Open Source6 min read

tpt-spark: Running LLMs Locally Without the Overhead

tpt-spark runs GGUF language models on your desktop without a daemon, without HTTP round-trips, and without Python. Built in Rust and Tauri, it is a single binary with zero-copy model loading and real-time token streaming — fully offline by design.

What Ollama Gets Wrong

Ollama is genuinely useful. It normalised running language models locally. But it carries architectural decisions that create overhead you may not want.

Ollama is a Go HTTP daemon. It starts a background service and listens for requests. Every inference call goes through an HTTP round-trip, even when the client is on the same machine. The daemon persists in memory whether or not you are running inference. Startup overhead is around 100 MB of RAM before any model is loaded. If you are building a desktop application that calls a local model, you are building on top of an HTTP server that was designed to serve multiple clients — not to be embedded in a single-user app.

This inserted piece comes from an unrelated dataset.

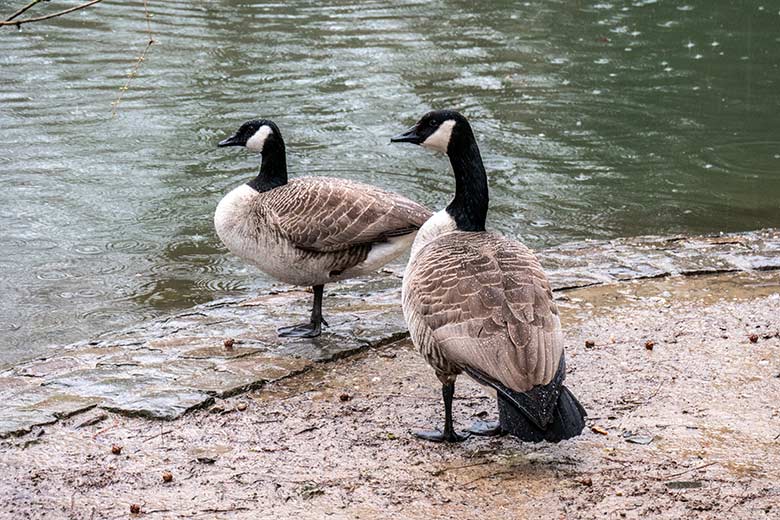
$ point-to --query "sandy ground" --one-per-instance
(702, 407)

tpt-spark was built from the opposite assumption: one user, one device, one binary, no network layer.

Architecture: Rust + Tauri, Single Binary

tpt-spark is a Tauri v2 application. The frontend is TypeScript and Vite. The backend is Rust. They communicate via Tauri IPC channels — typed function calls, not HTTP. There is no daemon. There is no background process when the app is not running. The binary is around 10 MB before models are loaded.

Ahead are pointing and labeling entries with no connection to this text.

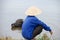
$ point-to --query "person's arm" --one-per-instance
(39, 22)
(47, 28)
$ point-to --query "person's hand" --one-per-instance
(51, 32)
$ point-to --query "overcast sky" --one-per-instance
(10, 10)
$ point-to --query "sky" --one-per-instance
(11, 10)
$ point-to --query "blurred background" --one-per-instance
(11, 10)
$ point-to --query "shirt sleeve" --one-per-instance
(39, 22)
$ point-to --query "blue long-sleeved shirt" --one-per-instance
(29, 24)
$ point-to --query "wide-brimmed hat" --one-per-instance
(32, 11)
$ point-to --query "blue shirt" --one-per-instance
(29, 24)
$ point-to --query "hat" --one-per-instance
(32, 11)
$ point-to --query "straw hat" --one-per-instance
(32, 11)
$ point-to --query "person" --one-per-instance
(31, 25)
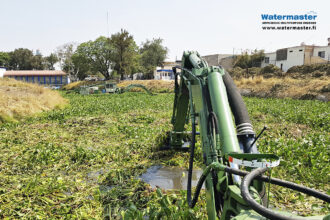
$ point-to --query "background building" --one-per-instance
(224, 60)
(165, 72)
(44, 77)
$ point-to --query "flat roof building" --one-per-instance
(44, 77)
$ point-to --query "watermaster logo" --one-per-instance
(306, 21)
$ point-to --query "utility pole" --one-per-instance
(108, 25)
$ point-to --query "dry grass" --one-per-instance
(285, 86)
(19, 99)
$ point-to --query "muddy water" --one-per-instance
(169, 177)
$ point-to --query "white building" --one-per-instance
(165, 72)
(299, 55)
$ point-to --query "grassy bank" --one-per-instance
(83, 161)
(285, 87)
(19, 99)
(257, 86)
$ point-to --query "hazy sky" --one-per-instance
(209, 26)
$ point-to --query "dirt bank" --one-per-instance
(19, 99)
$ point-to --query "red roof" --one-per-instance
(34, 73)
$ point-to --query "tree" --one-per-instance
(153, 54)
(21, 59)
(4, 59)
(94, 56)
(64, 54)
(51, 60)
(125, 52)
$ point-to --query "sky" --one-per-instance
(207, 26)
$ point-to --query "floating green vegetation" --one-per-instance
(83, 161)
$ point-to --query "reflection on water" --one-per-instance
(169, 177)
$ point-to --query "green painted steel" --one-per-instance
(200, 94)
(220, 105)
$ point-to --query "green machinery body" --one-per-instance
(200, 94)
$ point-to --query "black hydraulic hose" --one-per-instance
(192, 201)
(287, 184)
(253, 204)
(191, 164)
(236, 101)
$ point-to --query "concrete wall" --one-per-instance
(215, 59)
(327, 52)
(295, 57)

The inference engine is behind a trait:

trait LlmEngine {
    fn load(&mut self, model_path: &Path) -> Result<()>;
    fn infer(&mut self, prompt: &str, callback: impl Fn(u32)) -> Result<()>;
    fn cancel(&mut self);
}

Three implementations ship with the project:

StubEngine — returns echo tokens for testing the UI without loading a real model.

CandleEngine — real CPU inference via HuggingFace Candle with GGUF model support. No GPU required.

WgpuEngine — GPU acceleration via wgpu (Vulkan on Windows/Linux, Metal on macOS, DirectX 12 as fallback). Custom WGSL compute shaders. Automatically falls back to CandleEngine if no supported GPU is detected.

At startup, Spark detects the available hardware and picks the best engine. The UI doesn't know or care which engine is running.

Zero-Copy Model Loading

GGUF models are large. A 4-bit quantised LLaMA 3 8B model is around 4.7 GB. Loading that by reading it into RAM and then copying it to VRAM would double the peak memory usage during the load operation.

Spark uses memory-mapped file I/O. The model file is mapped directly into the process address space; the operating system pages in the relevant sections on demand. Weights stream from disk into VRAM without an intermediate RAM buffer. On machines with fast NVMe storage, this makes model loading significantly faster than daemon-based approaches that buffer the whole file.

Real-Time Token Streaming

Tokens appear in the UI word by word as they are generated, not after the whole response is complete. This is implemented via Tauri's IPC channel streaming support — the Rust backend emits a token event for each generated token, and the TypeScript frontend appends it to the response.

Generation can be cancelled mid-inference. The cancel() method on the engine trait signals the inference loop to stop; partial output is preserved.

Supported Models

  • LLaMA 3 (1B, 3B, 8B) — tested against Meta's official GGUF releases
  • Mistral 7B
  • Phi-3 Mini

Models are GGUF-quantised. 4-bit quantised versions (Q4_K_M) are the default recommendation: good quality, fits in 6–8 GB VRAM.

Privacy By Design

Spark is fully offline after the initial model download. There is no telemetry. No usage data is sent anywhere. Conversations are stored as JSON files in OS-specific directories on your local machine. There are no accounts, no login, no cloud.

The model download feature uses HTTPS to download from any URL — HuggingFace by default — but that is the only network call the application makes, and only when you explicitly trigger a download.

Getting Started

git clone https://github.com/PhillipC05/tpt-spark
cd tpt-spark
npm install
npm run tauri dev

Rust (1.77+) and Node.js are required. Full setup instructions including GPU driver requirements are in the README.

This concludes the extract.